Eating a bowl of yogurt a day can meet one-third of your daily calcium requirement and one-fifth of your vitamin D requirement. It also supports digestive health due to its probiotic content.
Three glasses of milk a day provide some calcium and can be eaten alone, in smoothies, sauces, or roti dough. Milk contains important proteins and minerals.
A slice of cheese daily boosts bone health, being rich in calcium and vitamin D. Cheese also offers a good source of protein and healthy fats.
Rich in protein, calcium, vitamins, and minerals, one cup of spinach provides 25% of your daily calcium. Antioxidants in spinach boost health.
Calcium-fortified cereal is a good option for stronger bones with many market varieties available.
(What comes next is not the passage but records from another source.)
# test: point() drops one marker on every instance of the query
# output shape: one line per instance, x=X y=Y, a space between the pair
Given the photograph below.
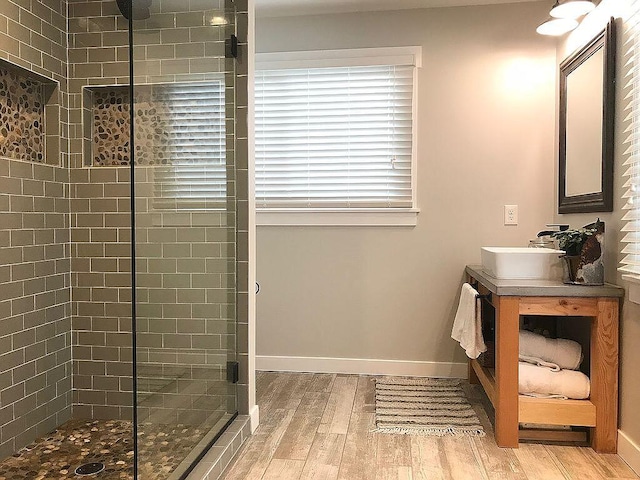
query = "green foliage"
x=571 y=241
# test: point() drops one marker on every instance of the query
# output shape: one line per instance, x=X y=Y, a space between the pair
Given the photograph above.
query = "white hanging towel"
x=467 y=326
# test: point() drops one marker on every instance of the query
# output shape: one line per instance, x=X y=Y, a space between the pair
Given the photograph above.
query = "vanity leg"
x=473 y=378
x=604 y=376
x=507 y=332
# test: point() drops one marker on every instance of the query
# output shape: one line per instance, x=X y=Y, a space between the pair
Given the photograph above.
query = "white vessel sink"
x=522 y=263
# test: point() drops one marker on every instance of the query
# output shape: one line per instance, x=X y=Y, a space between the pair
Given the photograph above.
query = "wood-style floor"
x=318 y=426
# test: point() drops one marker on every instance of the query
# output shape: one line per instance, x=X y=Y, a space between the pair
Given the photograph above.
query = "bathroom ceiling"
x=269 y=8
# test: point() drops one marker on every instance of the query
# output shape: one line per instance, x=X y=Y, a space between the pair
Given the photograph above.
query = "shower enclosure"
x=123 y=235
x=183 y=170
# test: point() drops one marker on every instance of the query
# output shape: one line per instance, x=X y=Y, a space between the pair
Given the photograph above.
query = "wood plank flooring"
x=318 y=426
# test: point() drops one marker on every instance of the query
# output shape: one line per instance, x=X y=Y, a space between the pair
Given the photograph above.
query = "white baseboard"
x=254 y=418
x=361 y=366
x=629 y=451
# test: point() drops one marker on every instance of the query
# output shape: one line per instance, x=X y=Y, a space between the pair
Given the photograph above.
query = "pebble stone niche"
x=156 y=125
x=22 y=102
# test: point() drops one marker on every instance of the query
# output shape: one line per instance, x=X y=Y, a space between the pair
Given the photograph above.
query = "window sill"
x=633 y=292
x=370 y=217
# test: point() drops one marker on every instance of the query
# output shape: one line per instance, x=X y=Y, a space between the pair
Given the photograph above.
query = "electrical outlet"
x=510 y=214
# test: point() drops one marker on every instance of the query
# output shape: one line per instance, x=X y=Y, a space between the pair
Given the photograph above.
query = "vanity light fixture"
x=571 y=8
x=557 y=26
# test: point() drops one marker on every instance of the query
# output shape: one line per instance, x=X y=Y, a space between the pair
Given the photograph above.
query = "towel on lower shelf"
x=467 y=326
x=543 y=382
x=558 y=352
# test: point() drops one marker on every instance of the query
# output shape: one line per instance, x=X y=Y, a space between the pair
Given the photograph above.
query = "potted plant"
x=584 y=250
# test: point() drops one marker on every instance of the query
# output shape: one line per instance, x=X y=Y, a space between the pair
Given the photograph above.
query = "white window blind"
x=190 y=147
x=334 y=137
x=631 y=196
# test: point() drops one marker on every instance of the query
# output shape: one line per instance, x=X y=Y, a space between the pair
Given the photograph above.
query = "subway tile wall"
x=186 y=259
x=35 y=325
x=64 y=239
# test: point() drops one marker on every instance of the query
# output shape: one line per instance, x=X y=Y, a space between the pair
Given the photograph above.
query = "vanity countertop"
x=541 y=288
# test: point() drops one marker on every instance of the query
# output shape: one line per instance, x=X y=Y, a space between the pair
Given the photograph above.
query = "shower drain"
x=90 y=468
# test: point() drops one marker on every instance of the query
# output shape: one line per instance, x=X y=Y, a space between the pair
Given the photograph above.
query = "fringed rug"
x=424 y=406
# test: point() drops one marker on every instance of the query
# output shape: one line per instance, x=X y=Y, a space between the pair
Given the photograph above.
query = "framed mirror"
x=586 y=116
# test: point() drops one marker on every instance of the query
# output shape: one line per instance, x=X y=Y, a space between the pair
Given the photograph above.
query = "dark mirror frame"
x=601 y=201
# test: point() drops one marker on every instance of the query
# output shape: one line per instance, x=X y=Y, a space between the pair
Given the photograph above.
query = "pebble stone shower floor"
x=57 y=455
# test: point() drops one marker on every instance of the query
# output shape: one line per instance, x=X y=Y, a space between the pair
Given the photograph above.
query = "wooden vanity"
x=513 y=298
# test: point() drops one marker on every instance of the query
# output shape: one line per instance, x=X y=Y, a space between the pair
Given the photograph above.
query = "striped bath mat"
x=424 y=406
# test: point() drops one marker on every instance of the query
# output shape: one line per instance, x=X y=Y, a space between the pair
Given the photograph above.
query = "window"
x=335 y=132
x=631 y=196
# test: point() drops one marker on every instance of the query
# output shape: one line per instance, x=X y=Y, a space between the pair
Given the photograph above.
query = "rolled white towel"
x=542 y=382
x=559 y=351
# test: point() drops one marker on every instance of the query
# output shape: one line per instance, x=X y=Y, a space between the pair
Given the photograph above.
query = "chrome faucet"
x=561 y=228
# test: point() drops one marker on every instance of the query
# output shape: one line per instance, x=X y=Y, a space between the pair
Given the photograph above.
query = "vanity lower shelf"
x=549 y=411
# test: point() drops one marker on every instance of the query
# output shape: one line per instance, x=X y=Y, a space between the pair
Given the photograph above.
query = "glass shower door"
x=185 y=232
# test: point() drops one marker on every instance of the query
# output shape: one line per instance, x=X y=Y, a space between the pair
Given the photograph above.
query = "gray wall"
x=35 y=308
x=485 y=139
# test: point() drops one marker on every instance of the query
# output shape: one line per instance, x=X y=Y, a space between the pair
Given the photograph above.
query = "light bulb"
x=557 y=26
x=571 y=8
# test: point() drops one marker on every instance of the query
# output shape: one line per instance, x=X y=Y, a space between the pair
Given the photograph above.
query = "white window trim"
x=402 y=217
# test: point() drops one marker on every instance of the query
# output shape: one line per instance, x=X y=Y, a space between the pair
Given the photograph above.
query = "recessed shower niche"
x=29 y=118
x=175 y=123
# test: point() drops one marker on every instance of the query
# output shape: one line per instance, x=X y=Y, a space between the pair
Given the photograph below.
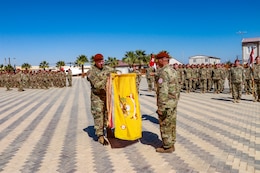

It often includes added vitamins and minerals for extra nutritional benefits.
Packaged orange juice provides a good alternative for calcium intake compared to freshly squeezed juice. It is also rich in vitamin C, which aids in calcium absorption.
Collard Greens
Greens like broccoli, collards, and kale strengthen bones and can be added to salads or smoothies. They are also packed with vitamins A, C, and K.
Turnip Greens
Turnip greens are beneficial for bone health, helping to fulfill daily calcium needs. They are also rich in fiber, supporting digestive health.
Soya Products
Soy products like tofu, soy milk, soybeans, and soy drinks are good for increasing bone strength. They also provide plant-based protein and are often fortified with additional vitamins and minerals.